27 Jun

A/B Testing – Nonparametric tests

A/B Testing

Nonparametric Statistics

Most A/B testing platforms use Student’s t-test to test for statistical significance. However, this test has assumptions that need to be met. It also has some known short comings. This is where the Mann-Whitney U Test comes in handy. It has fewer assumptions and a different set of short comings. Instead of using the data directly, this test will convert all data points into a rank by combining all test groups into one group and computing the combined rank. It then analysis the groups separately using the combined rank.

Normality of Mean Assumption

This is not the same as a normality of data assumption. This assumption is saying that if we hypothetically repeated this test many times and computed the mean each time, then the distribution of mean is Normal. This is called the Central Limit Theorem. It states that as you get more and more data points, the distribution of mean is more and more Normally distributed. This is true for any set of data, even if the data itself is not Normally distributed. However, if your data is not Normally distributed, then it takes more and more data before the Central Limit Theorem becomes accurate. More details about this are given in links below.

This assumption is not required of the Mann-Whitney U test. Since this test uses rank, it removes almost all details of the specific distribution of the data and this assumption is much easier to meet.

So if the data is not normally distributed, the Mann-Whitney U test is actually more “efficient” than the t-test and is almost as “efficient”" when the data is normally distributed. (Reference)

Lets look at an example. Lets look at the Poisson distribution with shape=0.2 and rate=10

x <- seq(0, 3, length=100)
y <- dgamma(x, shape=0.2, rate=10)
plot(x, y, type="n", main="Poisson Density Function (shape=0.2, rate=10)")
lines(x, y)

Nonparametric Posson

We can see this distribution is not normally distributed. Lets draw a sample of 1000 from this distribution, and also from a slightly different distribution. We will perform both a t-test and Mann-Whitney U test and get the p-values. Lets repeat this 100 times and find the mean of the p-values.

## [1] 0.1681351
## [1] 0.004257654

We can see that the t-test doesn’t have significance with an average p-value of 0.17. The Mann-Whitney U test has significance with an average of 0.004.

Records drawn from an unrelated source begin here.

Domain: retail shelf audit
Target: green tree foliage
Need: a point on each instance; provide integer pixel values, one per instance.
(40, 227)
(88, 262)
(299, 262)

Lets try this again, but with something that looks more Normally Distributed. We will use a Poisson distribution but with a shape parameter=10 and rate parameter=10

x <- seq(0, 3, length=100)
y <- dgamma(x, shape=10, rate=10)
plot(x, y, type="n", main="Poisson Density Function (shape=10, rate=10)")
lines(x, y)

Nonparametric Posson 2

Lets run our experiment again.

p.value <- sapply(1:100, function(x) run_once(1000, 10, 10.4, 10))
mean(p.value[1,])
## [1] 0.04503111
mean(p.value[2,])
## [1] 0.05102875

We can see both tests have about the same signifiance. The t-test pvalue is 0.045 and the Mann-whitney U test is about 0.051.

Outliers

The t-test has problems dealing with outliers (Link). Mann-Whitney U test doesn’t suffer from this problem since everything is converted into ranks. Outliers are no different than any slightly large value.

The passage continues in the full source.